We’re just the lawyers. If someone has shared an intimate image of you without your consent, there are more than just legal issues at play. We’ve put together a few resources that might be of help. Titles are linked to source documents.
Report of the CCSO Cybercrime Working Group to the Federal/ Provincial/ Territorial Ministers Responsible for Justice and Public Safety. Dating from June 2013.
From the Executive Summary: The Report is divided into two parts: the first part of the report addresses the issue of cyberbullying and includes information relating to the scope of the problem, the impact of cyberbullying on victims, existing legislative and policy responses and options for Criminal
Code reform to address the issue. The second part of the Report addresses the issue of the non-consensual distribution of intimate images and contains information about the scope of the problem, existing Criminal Code responses and options for a new Criminal Code offence.
(Login required for full text) Academic article by Moira Aikenhead, a PhD candidate at the Peter Allard School of Law at University of British Columbia
Abstract: Bill C-13 introduced new Criminal Code provisions prohibiting the publication of intimate images without the consent of the person depicted. Women and girls are overwhelmingly the victims of this behaviour, which is premised upon their objectification.

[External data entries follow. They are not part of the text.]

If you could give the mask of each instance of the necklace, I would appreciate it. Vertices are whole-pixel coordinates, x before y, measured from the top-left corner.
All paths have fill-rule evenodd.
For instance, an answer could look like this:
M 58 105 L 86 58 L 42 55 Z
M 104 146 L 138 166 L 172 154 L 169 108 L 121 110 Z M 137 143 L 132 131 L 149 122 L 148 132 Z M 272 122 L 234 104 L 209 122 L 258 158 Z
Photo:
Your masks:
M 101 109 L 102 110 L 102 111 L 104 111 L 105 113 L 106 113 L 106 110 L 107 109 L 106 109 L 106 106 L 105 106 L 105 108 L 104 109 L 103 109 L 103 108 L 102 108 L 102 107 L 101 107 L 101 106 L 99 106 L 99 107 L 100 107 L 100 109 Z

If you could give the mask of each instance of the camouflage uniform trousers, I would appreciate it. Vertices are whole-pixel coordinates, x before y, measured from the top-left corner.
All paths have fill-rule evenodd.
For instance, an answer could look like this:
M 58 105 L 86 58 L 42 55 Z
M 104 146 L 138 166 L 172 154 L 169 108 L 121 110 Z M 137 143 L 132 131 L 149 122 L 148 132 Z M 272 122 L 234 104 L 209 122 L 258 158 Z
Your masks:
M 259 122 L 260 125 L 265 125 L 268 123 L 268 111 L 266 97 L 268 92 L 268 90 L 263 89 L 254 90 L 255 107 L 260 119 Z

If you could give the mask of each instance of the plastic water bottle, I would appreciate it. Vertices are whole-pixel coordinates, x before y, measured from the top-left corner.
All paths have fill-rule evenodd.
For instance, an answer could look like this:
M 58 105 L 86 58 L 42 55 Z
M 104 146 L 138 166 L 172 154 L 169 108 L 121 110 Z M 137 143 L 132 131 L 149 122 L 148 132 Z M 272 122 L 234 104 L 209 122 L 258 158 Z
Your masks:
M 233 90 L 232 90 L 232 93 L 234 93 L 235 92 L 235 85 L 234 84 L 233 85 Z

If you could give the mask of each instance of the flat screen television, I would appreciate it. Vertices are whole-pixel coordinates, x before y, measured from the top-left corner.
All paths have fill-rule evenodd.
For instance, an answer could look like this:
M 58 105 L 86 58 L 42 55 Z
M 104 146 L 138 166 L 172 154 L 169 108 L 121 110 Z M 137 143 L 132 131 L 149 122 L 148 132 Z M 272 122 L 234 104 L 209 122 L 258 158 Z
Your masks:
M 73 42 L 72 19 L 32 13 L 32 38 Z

This article analyzes this crime as a form of gender-based violence and considers, based on the legislation and the limited case law, whether, and to what extent, judges may ignore the gendered context of the crime or blame women for their own victimization. The over-emphasis on victims’ privacy expectations in the legislative provisions has resulted in judges conceiving of this crime in early cases primarily as a violation of privacy rather than as a crime of sexualized gender-based violence. Judges in future cases must not lose sight of the gendered nature of this crime and its harms and should adopt a dignity-based approach to privacy to ensure women do not easily lose the ability to control the dissemination of their intimate images.